In one of his most famous critical pronouncements in prose (from The Necessary Angel collection of essays), Stevens contends that "It is one of the peculiarities of the imagination that it is always at the end of an era" (qtd. on 34). For Woodland, this assertion raises several important questions concerning the poet's response to apocalyptic desire, among them Stevens's own relation "to apocalypse's figuration of supreme discursive power" and how poetry might "deal with apocalypse's excessive desire ... that exceeds all possibility of fulfillment" (18). But answers to these are only useful to the degree that they shed light on the most important question of all: namely, "Stevens' place in relation to the two major epochs of twentieth-century literary history--modernism and postmodernism." To this end, Woodland provides three contexts for revolving the apocalyptic mode in a select number of poems from Stevens's poetic canon: in part 1, "Stevens and the End of War," apocalypse is considered from the historical perspective (especially in the second chapter, "An Ever-Enlarging Incoherence: War, Modernisms, and Masculinities"); in part 2, "Stevens and the Genres of the End," analysis of apocalypse is provided from a formalist perspective (with detailed readings of "Credences of Summer" and "The Auroras of Autumn" in chapters 4 and 5 respectively); and in part 3, "Going after Apocalypse," the notion is given a comparatist treatment (a final chapter links Stevens's apocalyptic poetry to Jorie Graham's The Errancy, and a brief afterword takes up the work of Mark Strand and John Ashbery).
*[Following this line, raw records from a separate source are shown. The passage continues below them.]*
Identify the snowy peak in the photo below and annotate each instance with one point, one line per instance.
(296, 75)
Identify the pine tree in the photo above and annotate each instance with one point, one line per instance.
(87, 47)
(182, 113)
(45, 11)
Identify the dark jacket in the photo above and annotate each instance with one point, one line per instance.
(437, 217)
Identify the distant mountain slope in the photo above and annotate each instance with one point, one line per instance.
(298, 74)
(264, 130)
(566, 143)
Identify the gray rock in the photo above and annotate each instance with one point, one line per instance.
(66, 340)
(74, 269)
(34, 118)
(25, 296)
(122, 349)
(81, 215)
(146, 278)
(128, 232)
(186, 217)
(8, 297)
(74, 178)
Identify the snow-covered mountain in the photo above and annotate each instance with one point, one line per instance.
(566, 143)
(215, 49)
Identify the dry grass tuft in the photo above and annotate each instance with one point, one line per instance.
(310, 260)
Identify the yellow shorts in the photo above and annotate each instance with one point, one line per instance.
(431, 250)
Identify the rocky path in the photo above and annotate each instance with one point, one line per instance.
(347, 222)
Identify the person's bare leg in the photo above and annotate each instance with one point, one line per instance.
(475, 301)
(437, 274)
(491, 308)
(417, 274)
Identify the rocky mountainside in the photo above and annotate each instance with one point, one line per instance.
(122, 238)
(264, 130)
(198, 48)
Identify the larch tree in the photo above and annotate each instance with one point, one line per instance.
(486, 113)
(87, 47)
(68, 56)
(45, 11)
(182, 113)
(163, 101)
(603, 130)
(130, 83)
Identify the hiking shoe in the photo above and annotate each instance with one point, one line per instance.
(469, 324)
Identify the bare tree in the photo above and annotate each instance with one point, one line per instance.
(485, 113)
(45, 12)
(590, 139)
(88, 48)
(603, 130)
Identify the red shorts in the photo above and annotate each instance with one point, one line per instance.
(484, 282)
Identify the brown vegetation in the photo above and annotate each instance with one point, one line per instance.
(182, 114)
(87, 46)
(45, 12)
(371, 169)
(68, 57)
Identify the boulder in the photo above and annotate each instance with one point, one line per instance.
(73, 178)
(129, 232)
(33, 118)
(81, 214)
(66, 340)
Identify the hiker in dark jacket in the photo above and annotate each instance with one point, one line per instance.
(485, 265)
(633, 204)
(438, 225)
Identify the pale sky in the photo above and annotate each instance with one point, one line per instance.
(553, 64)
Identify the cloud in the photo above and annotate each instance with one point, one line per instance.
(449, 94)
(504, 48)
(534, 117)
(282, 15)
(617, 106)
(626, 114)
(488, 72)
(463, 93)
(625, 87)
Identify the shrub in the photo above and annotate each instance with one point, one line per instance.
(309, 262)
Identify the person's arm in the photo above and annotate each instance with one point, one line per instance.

Yet despite the admirably variorum treatment of Stevens's apocalyptic poetics through six fairly detailed chapters, Woodland aims to show that it is a poetics considerably fraught with tension, ambiguity, and ambivalence all the way, and therefore reveals a significant degree of resistance to postmodern readings of Stevens's work that his later critics (Michael Beehler, Joseph Kronick, and me included) are often far too reticent to acknowledge. In Woodland's analysis of "The Auroras of Autumn," for example, considerable tension is seen to emerge in the poem's closural movement--so much so, indeed, that making the separation between the modern and the postmodern in such an estrus of contradiction is scandalously perilous. Yet for Woodland, "the difficulty of making such a distinction is, perhaps, an indication of the ways in which the poem resists categorization as postmodern" and would accordingly make the issue of closure "at least according to Hutcheon's and Altieri's versions of postmodernism, belong to a modernist aesthetics" (164). The point reaches back to a highly nuanced reading of Stevens's essay "The Noble Rider and the Sound of Words" in chapter 2, where the nomination of "nobility" as the imagination's distinguishing feature would appear to support the poet's "distance from postmodernism" (45). But it also reaches forward to Woodland's brief modulation to those other contemporary poets mentioned previously writing in Stevens's apocalyptic wake in the conclusion, where "acknowledging the contradictory forces at work in Stevens's resistances to apocalypse" foregrounds the "contradiction inherent in modernist aesthetics" tout court (208). Minus the post, in other words, modernism constitutes an apocalyptic rhetoric without the apocalypse--a paradoxical formulation that Woodland cleverly extrapolates from Derrida (183).